A compliance analyst is usually exempt under the FLSA administrative exemption. The Department of Labor treats legal and regulatory compliance work as directly related to the management or general business operations of the employer, and the role ordinarily involves the exercise of discretion and independent judgment on matters of significance, which, combined with meeting the salary basis and threshold, supports exempt status. The important nuance, which most templates omit, is that a junior or entry-level analyst whose work is largely routine monitoring against established checklists, without real independent judgment, may not meet the exemption and could be non-exempt and therefore overtime-eligible. The classification turns on the actual duties and pay measured against the federal salary threshold, not on the job title or on being salaried.
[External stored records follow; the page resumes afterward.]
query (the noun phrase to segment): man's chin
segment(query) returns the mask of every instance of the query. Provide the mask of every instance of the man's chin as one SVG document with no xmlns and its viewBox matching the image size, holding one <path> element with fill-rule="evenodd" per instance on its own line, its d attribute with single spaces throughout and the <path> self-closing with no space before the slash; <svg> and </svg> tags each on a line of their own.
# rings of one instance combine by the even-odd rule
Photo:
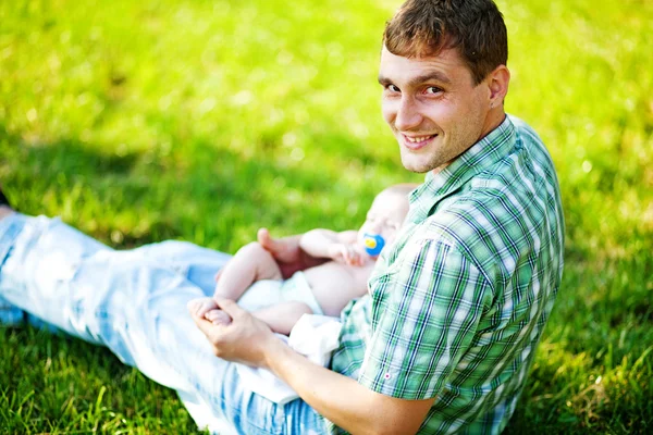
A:
<svg viewBox="0 0 653 435">
<path fill-rule="evenodd" d="M 429 162 L 417 161 L 415 156 L 403 156 L 402 154 L 402 164 L 404 167 L 410 172 L 415 172 L 416 174 L 424 174 L 431 171 L 433 167 L 429 164 Z"/>
</svg>

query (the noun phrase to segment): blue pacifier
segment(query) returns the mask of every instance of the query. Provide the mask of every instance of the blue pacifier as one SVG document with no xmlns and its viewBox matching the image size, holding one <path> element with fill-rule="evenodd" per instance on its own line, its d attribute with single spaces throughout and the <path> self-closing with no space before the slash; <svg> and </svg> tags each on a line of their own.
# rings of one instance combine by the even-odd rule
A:
<svg viewBox="0 0 653 435">
<path fill-rule="evenodd" d="M 366 233 L 362 236 L 362 243 L 365 245 L 365 251 L 371 257 L 379 256 L 385 246 L 385 240 L 379 234 Z"/>
</svg>

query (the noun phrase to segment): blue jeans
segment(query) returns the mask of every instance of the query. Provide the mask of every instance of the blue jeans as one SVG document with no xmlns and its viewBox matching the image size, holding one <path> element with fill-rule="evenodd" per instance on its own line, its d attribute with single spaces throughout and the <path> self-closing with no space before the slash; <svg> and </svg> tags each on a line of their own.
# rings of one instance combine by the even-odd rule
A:
<svg viewBox="0 0 653 435">
<path fill-rule="evenodd" d="M 20 310 L 107 346 L 125 364 L 177 390 L 199 426 L 220 434 L 321 434 L 303 400 L 276 405 L 246 389 L 213 356 L 186 311 L 211 295 L 230 256 L 183 241 L 116 251 L 58 219 L 0 220 L 0 322 Z"/>
</svg>

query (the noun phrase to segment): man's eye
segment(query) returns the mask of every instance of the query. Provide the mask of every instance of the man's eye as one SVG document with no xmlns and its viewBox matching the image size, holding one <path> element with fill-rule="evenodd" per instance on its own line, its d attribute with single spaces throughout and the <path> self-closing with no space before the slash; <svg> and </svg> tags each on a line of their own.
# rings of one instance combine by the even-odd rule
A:
<svg viewBox="0 0 653 435">
<path fill-rule="evenodd" d="M 442 88 L 439 88 L 438 86 L 429 86 L 427 88 L 427 94 L 440 94 L 442 92 Z"/>
</svg>

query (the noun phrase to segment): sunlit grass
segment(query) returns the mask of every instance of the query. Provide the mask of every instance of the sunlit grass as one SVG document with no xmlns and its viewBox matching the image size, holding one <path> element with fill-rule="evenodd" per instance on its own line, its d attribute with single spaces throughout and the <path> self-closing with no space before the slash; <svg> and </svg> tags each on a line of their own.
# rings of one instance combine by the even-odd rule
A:
<svg viewBox="0 0 653 435">
<path fill-rule="evenodd" d="M 22 211 L 115 247 L 233 252 L 262 225 L 356 227 L 380 188 L 421 179 L 379 110 L 398 3 L 0 2 L 0 179 Z M 547 144 L 567 222 L 563 288 L 508 432 L 651 432 L 653 4 L 500 7 L 508 111 Z M 103 349 L 1 331 L 2 431 L 193 431 L 173 394 Z"/>
</svg>

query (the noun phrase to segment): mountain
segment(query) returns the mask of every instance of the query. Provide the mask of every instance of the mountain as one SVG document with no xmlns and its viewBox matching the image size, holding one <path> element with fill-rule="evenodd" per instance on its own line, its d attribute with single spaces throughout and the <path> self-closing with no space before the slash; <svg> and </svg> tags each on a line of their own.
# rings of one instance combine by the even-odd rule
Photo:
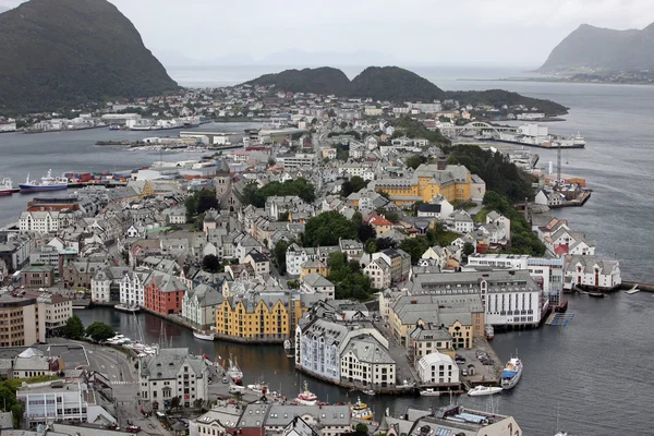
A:
<svg viewBox="0 0 654 436">
<path fill-rule="evenodd" d="M 57 109 L 177 89 L 106 0 L 31 0 L 0 14 L 0 111 Z"/>
<path fill-rule="evenodd" d="M 424 77 L 399 66 L 368 66 L 352 81 L 335 68 L 286 70 L 277 74 L 265 74 L 250 85 L 275 85 L 292 93 L 334 94 L 341 97 L 373 98 L 375 100 L 433 101 L 457 99 L 463 105 L 487 104 L 496 107 L 502 105 L 525 105 L 536 107 L 546 114 L 564 114 L 565 106 L 550 100 L 524 97 L 517 93 L 501 89 L 445 92 Z"/>
<path fill-rule="evenodd" d="M 552 50 L 540 71 L 583 69 L 654 69 L 654 24 L 642 31 L 615 31 L 582 24 Z"/>
</svg>

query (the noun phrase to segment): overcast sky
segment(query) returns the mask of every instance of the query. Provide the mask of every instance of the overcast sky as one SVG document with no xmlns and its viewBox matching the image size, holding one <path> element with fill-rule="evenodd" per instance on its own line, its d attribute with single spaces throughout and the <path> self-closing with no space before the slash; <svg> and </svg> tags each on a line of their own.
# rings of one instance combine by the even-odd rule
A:
<svg viewBox="0 0 654 436">
<path fill-rule="evenodd" d="M 366 51 L 358 56 L 402 65 L 537 66 L 582 23 L 625 29 L 654 21 L 654 0 L 110 1 L 167 64 L 302 50 Z"/>
</svg>

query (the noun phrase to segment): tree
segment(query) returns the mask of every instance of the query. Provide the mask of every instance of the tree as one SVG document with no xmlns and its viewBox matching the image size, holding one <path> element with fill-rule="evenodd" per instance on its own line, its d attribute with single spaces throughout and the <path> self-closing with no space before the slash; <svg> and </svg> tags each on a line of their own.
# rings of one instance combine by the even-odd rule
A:
<svg viewBox="0 0 654 436">
<path fill-rule="evenodd" d="M 113 338 L 116 331 L 105 323 L 95 322 L 86 328 L 86 336 L 90 336 L 96 342 Z"/>
<path fill-rule="evenodd" d="M 202 259 L 202 269 L 211 274 L 220 271 L 220 259 L 215 254 L 207 254 Z"/>
<path fill-rule="evenodd" d="M 304 228 L 304 246 L 337 245 L 339 238 L 355 239 L 358 228 L 354 222 L 336 210 L 326 211 L 311 218 Z"/>
<path fill-rule="evenodd" d="M 63 326 L 63 336 L 70 339 L 80 339 L 84 335 L 84 324 L 77 315 L 73 315 L 65 322 Z"/>
</svg>

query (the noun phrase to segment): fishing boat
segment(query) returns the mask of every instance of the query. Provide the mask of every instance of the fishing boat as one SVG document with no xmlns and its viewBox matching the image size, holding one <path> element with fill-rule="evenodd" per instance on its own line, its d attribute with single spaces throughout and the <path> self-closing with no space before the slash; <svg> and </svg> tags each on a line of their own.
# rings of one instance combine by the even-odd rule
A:
<svg viewBox="0 0 654 436">
<path fill-rule="evenodd" d="M 440 390 L 436 390 L 434 388 L 426 388 L 420 391 L 420 395 L 423 397 L 438 397 L 440 393 Z"/>
<path fill-rule="evenodd" d="M 486 339 L 491 340 L 495 337 L 495 328 L 491 324 L 486 324 L 484 326 L 484 332 L 486 334 Z"/>
<path fill-rule="evenodd" d="M 318 397 L 308 390 L 308 384 L 304 382 L 304 391 L 298 393 L 295 402 L 301 405 L 316 405 Z"/>
<path fill-rule="evenodd" d="M 197 330 L 197 329 L 193 329 L 193 337 L 199 340 L 210 340 L 213 341 L 214 339 L 216 339 L 216 337 L 214 336 L 213 332 L 210 331 L 206 331 L 206 330 Z"/>
<path fill-rule="evenodd" d="M 482 397 L 499 393 L 502 391 L 502 388 L 498 388 L 497 386 L 475 386 L 474 388 L 468 391 L 469 397 Z"/>
<path fill-rule="evenodd" d="M 137 305 L 122 304 L 122 303 L 114 305 L 113 308 L 116 308 L 117 311 L 126 312 L 126 313 L 136 313 L 136 312 L 141 311 L 141 308 Z"/>
<path fill-rule="evenodd" d="M 9 178 L 2 179 L 0 182 L 0 196 L 7 196 L 13 194 L 13 182 Z"/>
<path fill-rule="evenodd" d="M 501 388 L 512 389 L 516 385 L 518 385 L 521 376 L 522 361 L 518 358 L 509 359 L 507 366 L 505 366 L 504 371 L 501 372 Z"/>
<path fill-rule="evenodd" d="M 356 398 L 356 402 L 350 405 L 350 410 L 352 411 L 352 417 L 367 421 L 373 419 L 373 411 L 365 402 L 361 402 L 361 398 Z"/>
<path fill-rule="evenodd" d="M 227 370 L 227 376 L 231 378 L 232 382 L 237 385 L 243 383 L 243 372 L 239 367 L 239 362 L 237 362 L 237 360 L 232 362 L 231 358 L 229 359 L 229 368 Z"/>
<path fill-rule="evenodd" d="M 48 173 L 41 178 L 40 182 L 36 180 L 27 180 L 25 183 L 20 184 L 21 192 L 40 192 L 40 191 L 63 191 L 68 190 L 68 179 L 63 177 L 52 177 L 52 170 L 48 170 Z"/>
</svg>

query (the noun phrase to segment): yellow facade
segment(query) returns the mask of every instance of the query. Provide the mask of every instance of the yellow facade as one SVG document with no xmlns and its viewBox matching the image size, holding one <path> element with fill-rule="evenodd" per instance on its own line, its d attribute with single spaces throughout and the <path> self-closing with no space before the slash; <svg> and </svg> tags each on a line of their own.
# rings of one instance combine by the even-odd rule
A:
<svg viewBox="0 0 654 436">
<path fill-rule="evenodd" d="M 302 314 L 306 312 L 300 300 L 292 300 L 290 304 L 291 313 L 281 300 L 272 307 L 268 307 L 266 302 L 261 300 L 254 310 L 249 312 L 241 301 L 232 307 L 228 300 L 223 300 L 216 308 L 216 332 L 246 340 L 288 339 L 293 335 Z"/>
</svg>

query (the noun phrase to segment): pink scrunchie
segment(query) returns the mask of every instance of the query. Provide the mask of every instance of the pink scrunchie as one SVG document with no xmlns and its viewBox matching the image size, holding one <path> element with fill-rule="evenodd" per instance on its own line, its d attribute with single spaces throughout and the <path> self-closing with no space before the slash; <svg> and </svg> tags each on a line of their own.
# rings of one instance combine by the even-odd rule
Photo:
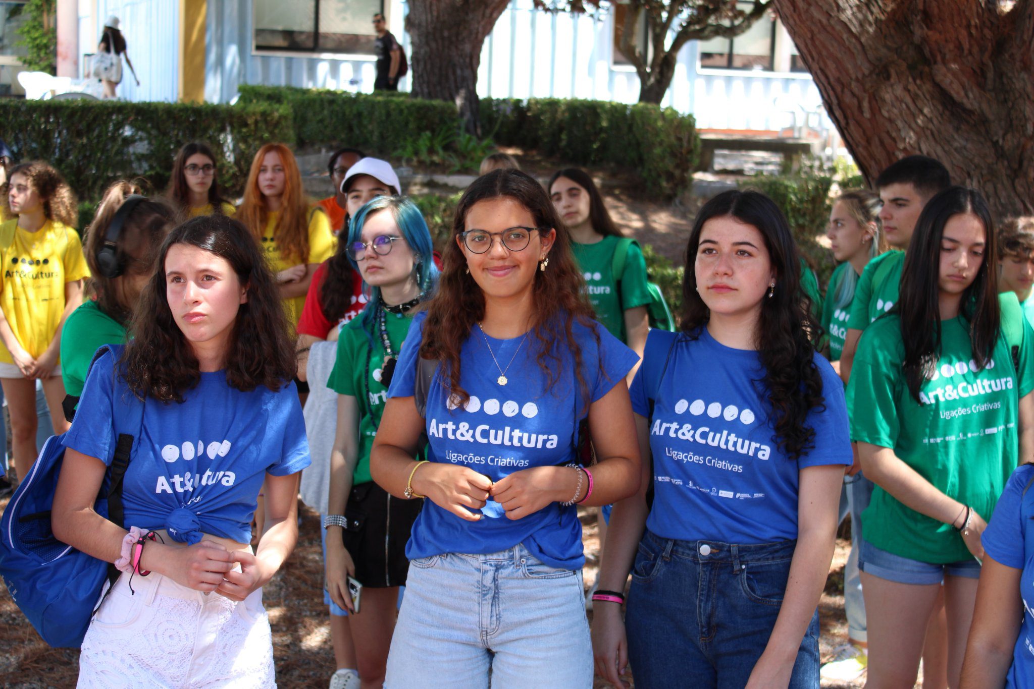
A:
<svg viewBox="0 0 1034 689">
<path fill-rule="evenodd" d="M 129 527 L 129 533 L 127 533 L 122 539 L 122 557 L 115 561 L 116 569 L 127 574 L 133 571 L 134 567 L 132 566 L 131 560 L 132 546 L 136 541 L 147 535 L 147 531 L 138 527 Z"/>
</svg>

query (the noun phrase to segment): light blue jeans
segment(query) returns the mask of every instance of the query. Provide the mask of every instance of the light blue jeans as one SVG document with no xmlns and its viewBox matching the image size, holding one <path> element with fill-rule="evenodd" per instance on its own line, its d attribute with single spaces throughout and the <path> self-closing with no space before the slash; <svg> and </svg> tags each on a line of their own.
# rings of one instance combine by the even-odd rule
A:
<svg viewBox="0 0 1034 689">
<path fill-rule="evenodd" d="M 592 686 L 581 570 L 523 545 L 409 562 L 385 687 Z"/>
</svg>

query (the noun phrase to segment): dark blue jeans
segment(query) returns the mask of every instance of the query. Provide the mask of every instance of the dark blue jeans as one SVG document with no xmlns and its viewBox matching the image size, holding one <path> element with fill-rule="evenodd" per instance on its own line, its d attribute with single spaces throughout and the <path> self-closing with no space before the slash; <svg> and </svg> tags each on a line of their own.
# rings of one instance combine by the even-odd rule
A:
<svg viewBox="0 0 1034 689">
<path fill-rule="evenodd" d="M 746 686 L 776 626 L 796 543 L 672 540 L 646 531 L 625 619 L 636 687 Z M 818 686 L 816 610 L 790 687 Z"/>
</svg>

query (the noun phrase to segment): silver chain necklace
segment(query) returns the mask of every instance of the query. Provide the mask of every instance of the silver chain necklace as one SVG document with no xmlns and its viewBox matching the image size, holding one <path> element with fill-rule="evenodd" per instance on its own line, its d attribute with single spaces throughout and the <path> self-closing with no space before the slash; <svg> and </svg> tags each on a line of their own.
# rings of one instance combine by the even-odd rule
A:
<svg viewBox="0 0 1034 689">
<path fill-rule="evenodd" d="M 521 346 L 524 344 L 524 340 L 527 339 L 527 333 L 525 333 L 524 337 L 520 339 L 520 344 L 518 344 L 517 349 L 514 350 L 514 355 L 510 357 L 510 364 L 507 364 L 507 368 L 504 369 L 499 366 L 499 361 L 495 358 L 495 352 L 492 351 L 492 345 L 488 344 L 488 336 L 485 335 L 485 328 L 481 326 L 481 323 L 478 323 L 478 330 L 481 331 L 481 337 L 485 340 L 485 346 L 488 347 L 488 353 L 491 354 L 492 361 L 495 362 L 495 368 L 499 370 L 499 377 L 495 379 L 495 382 L 499 385 L 506 385 L 509 382 L 507 380 L 507 371 L 510 370 L 514 359 L 517 358 L 517 352 L 520 351 Z"/>
</svg>

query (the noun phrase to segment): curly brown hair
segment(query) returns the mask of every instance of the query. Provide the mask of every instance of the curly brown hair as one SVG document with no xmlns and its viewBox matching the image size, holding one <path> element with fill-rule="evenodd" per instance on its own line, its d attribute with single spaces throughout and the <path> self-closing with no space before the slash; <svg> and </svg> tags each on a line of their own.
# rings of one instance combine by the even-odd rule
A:
<svg viewBox="0 0 1034 689">
<path fill-rule="evenodd" d="M 29 182 L 29 186 L 39 194 L 39 199 L 43 205 L 43 215 L 48 220 L 57 220 L 67 227 L 75 227 L 79 224 L 79 201 L 75 192 L 71 190 L 68 183 L 51 165 L 41 160 L 30 160 L 20 163 L 7 170 L 7 183 L 3 185 L 3 215 L 12 216 L 10 212 L 10 201 L 7 191 L 10 188 L 10 180 L 16 175 L 21 175 Z"/>
<path fill-rule="evenodd" d="M 265 385 L 272 390 L 291 382 L 297 370 L 280 293 L 266 258 L 250 233 L 223 215 L 187 220 L 158 251 L 154 273 L 141 293 L 130 321 L 133 340 L 126 346 L 125 380 L 140 399 L 182 402 L 183 393 L 201 380 L 197 359 L 173 317 L 165 296 L 165 256 L 174 244 L 186 244 L 225 258 L 247 289 L 230 338 L 226 383 L 242 392 Z"/>
<path fill-rule="evenodd" d="M 101 311 L 122 324 L 132 315 L 132 308 L 139 296 L 130 291 L 131 283 L 126 278 L 151 274 L 154 255 L 165 233 L 172 228 L 175 217 L 173 209 L 160 199 L 149 198 L 136 203 L 122 223 L 122 230 L 115 242 L 116 259 L 119 265 L 124 267 L 122 275 L 105 278 L 97 265 L 97 253 L 104 246 L 108 228 L 115 219 L 115 214 L 122 208 L 125 199 L 133 194 L 146 195 L 139 181 L 119 180 L 108 187 L 93 222 L 83 236 L 83 252 L 91 273 L 86 281 L 87 295 L 94 297 Z"/>
<path fill-rule="evenodd" d="M 572 328 L 577 320 L 588 327 L 599 342 L 592 307 L 585 296 L 585 282 L 571 253 L 571 238 L 556 216 L 553 202 L 542 185 L 517 169 L 496 169 L 479 177 L 459 199 L 453 218 L 452 237 L 446 243 L 443 255 L 438 291 L 427 306 L 420 355 L 443 363 L 450 396 L 456 396 L 463 404 L 470 399 L 459 383 L 459 354 L 475 323 L 485 317 L 485 295 L 466 272 L 466 258 L 456 239 L 466 229 L 466 216 L 470 209 L 480 201 L 494 198 L 516 200 L 531 214 L 537 227 L 556 230 L 556 239 L 549 251 L 549 269 L 535 273 L 531 333 L 538 342 L 537 362 L 546 375 L 547 386 L 551 388 L 560 379 L 564 365 L 560 343 L 566 343 L 567 350 L 574 357 L 575 375 L 582 396 L 587 398 L 588 387 L 581 373 L 581 348 Z"/>
</svg>

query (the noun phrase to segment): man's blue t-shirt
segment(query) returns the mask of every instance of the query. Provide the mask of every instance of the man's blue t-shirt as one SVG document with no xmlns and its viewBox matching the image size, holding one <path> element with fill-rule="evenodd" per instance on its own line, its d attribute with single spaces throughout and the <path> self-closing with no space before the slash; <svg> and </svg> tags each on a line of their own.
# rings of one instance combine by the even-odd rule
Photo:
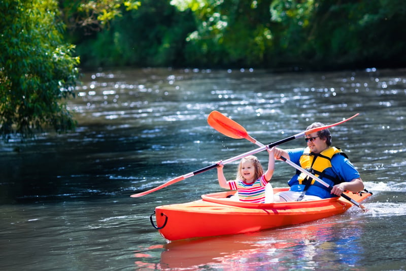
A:
<svg viewBox="0 0 406 271">
<path fill-rule="evenodd" d="M 299 159 L 304 151 L 304 148 L 286 150 L 290 160 L 299 166 L 300 165 Z M 345 182 L 350 182 L 354 179 L 360 178 L 359 173 L 355 169 L 350 160 L 343 155 L 334 155 L 331 158 L 331 165 L 333 171 L 339 177 L 340 179 Z M 289 181 L 290 190 L 301 192 L 304 188 L 304 185 L 299 184 L 299 181 L 297 180 L 298 176 L 298 174 L 295 174 Z M 335 196 L 330 193 L 328 188 L 325 187 L 322 184 L 316 183 L 315 183 L 315 185 L 310 186 L 306 191 L 307 195 L 317 196 L 323 198 Z M 332 186 L 333 185 L 333 184 L 330 184 Z"/>
</svg>

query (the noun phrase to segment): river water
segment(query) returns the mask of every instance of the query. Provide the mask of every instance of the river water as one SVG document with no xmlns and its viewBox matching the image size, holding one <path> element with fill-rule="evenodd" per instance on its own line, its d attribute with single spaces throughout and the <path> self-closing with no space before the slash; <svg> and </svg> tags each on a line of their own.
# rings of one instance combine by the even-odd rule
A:
<svg viewBox="0 0 406 271">
<path fill-rule="evenodd" d="M 0 145 L 0 269 L 406 270 L 405 72 L 85 74 L 69 101 L 75 132 Z M 213 110 L 264 144 L 359 113 L 331 131 L 374 193 L 368 212 L 353 207 L 300 225 L 167 242 L 150 223 L 155 207 L 223 191 L 216 171 L 129 196 L 257 148 L 210 127 Z M 298 139 L 283 147 L 304 146 Z M 225 166 L 227 178 L 236 162 Z M 273 185 L 285 187 L 294 170 L 276 166 Z"/>
</svg>

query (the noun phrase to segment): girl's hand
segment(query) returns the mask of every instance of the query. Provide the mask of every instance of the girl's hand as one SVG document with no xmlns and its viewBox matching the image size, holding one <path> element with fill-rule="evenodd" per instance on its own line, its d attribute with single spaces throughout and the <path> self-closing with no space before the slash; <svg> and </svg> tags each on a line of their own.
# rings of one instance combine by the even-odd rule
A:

Confirm the analysis, especially for entry-level roles, rather than assuming exempt by default. This is general information, not legal advice.
What qualifications and certifications does a compliance analyst need?
The typical baseline is a bachelor's degree in business, finance, law, accounting, or a related field, plus knowledge of the regulations relevant to the industry and strong analytical, research, and documentation skills. Professional certifications are common and depend on the sector: CCEP for general corporate compliance, CAMS for anti-money-laundering, CRCM for banking regulatory compliance, CIA for internal audit, CISA for IT audit and security, and CHC for healthcare compliance. In most job postings these are listed as preferred rather than required, and candidates often enter the field with a relevant degree and pursue certification while working. The main exception is specialized BSA/AML banking roles, where a credential such as CAMS or CRCM is sometimes required. There is no universal license needed simply to hold the title, so a posting should frame certifications as preferred unless the specific regulatory context demands one. This is general information, not legal advice.
How much does a compliance analyst make?
Pay depends heavily on industry, experience, and location. The median annual wage for the broader compliance officer occupation, which includes analysts, was about $78,420 (roughly $37.70 an hour) as of May 2024, with the lowest 10 percent under about $46,230 and the highest 10 percent over about $130,030. Pay varies by sector: the median was highest in professional, scientific, and technical services (about $90,990) and manufacturing (about $85,040), with finance and insurance and government near $79,000 to $80,000 and healthcare lower at about $68,590. Entry-level analysts earn toward the lower end and senior analysts and managers toward the upper end, and specialized financial-services roles in major markets can pay well above the median. For a posting, benchmark to your industry and region, account for the level, and provide a good-faith range where pay transparency rules apply. National compensation surveys are a useful cross-reference. This is general information, not legal advice.
What does a small business need instead of a compliance analyst?
For most small businesses, the compliance that matters day to day is HR and employment compliance rather than the financial or healthcare regulatory work a compliance analyst handles, so the practical need is usually a good process and the right outside help rather than a dedicated hire. The core HR compliance tasks include classifying workers correctly (exempt versus non-exempt, employee versus contractor), completing I-9 and new-hire paperwork, maintaining an up-to-date employee handbook and required policies, and meeting employment-law thresholds as the company grows. These are typically owned by the owner or an HR generalist and supported by tools and, where needed, outside counsel or an outsourced provider. FirstHR supports the HR side with e-signature, document management, onboarding workflows, training modules, and a simple HRIS, which help a small business stay on top of HR compliance without a regulatory analyst. FirstHR is not a regulatory compliance platform for banking or healthcare obligations and does not run payroll or administer benefits. This is general information, not legal advice.